Benefits of Growing Tomatoes Vertically

Developing leaves and vines of clusters of red and round fruits in a well lit area
There are several benefits to developing the plants upright.

Without upright support, tomatoes with long, sprawling vines run along the ground. We’re familiar with staking, caging, or trellising our vines for support as they grow. And, the right upward structure brings advantages beyond supporting stems with their weighty fruits. Plus, we get a good view as they ripen. Use upright supports in pots, raised beds, and in the ground.

  • Saves space: Growing tomatoes vertically keeps them contained in an organized area. It maximizes planting area with closer spacing, while still allowing airflow for them and other crops. 
  • Prevents disease: Lifting the vines properly improves air circulation for overall health. Conditions are less damp and crowded, helping keep fungal problems like powdery mildew and leaf spot at bay. With less irrigation splashing on leaves and a faster dry time, fungal conditions decrease.
  • Reduces pest access: Upright growth limits easy access for pests to the ripening fruits.
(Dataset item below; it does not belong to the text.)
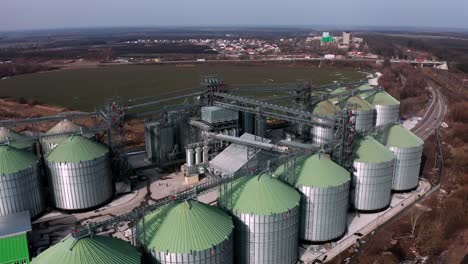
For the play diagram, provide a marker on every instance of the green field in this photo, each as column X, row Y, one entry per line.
column 86, row 88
It also makes pest damage easier to see early on.
  • Even sun exposure: In the right position, elevating leaves and stems allows sunlight to reach the whole plant. Vertical growth also lets the canopy protect the developing fruits from sunscald.

Plant Selection and Installation

Our trellising options depend on whether a tomato is determinate or indeterminate. The type makes a difference in the support structure size and configuration. Some dwarf varieties like ‘Patio Choice Yellow’ and ‘Cherry Falls’ are compact and don’t need any support. These are prime for containers and even hanging baskets.

Determinate vs. Indeterminate

Bright yellow 'Firefly' crops dangle in a cluster on a vine, vibrant against the blurred backdrop.
Bush-type varieties produce all at once in a set size, while indeterminate varieties produce fruits all season.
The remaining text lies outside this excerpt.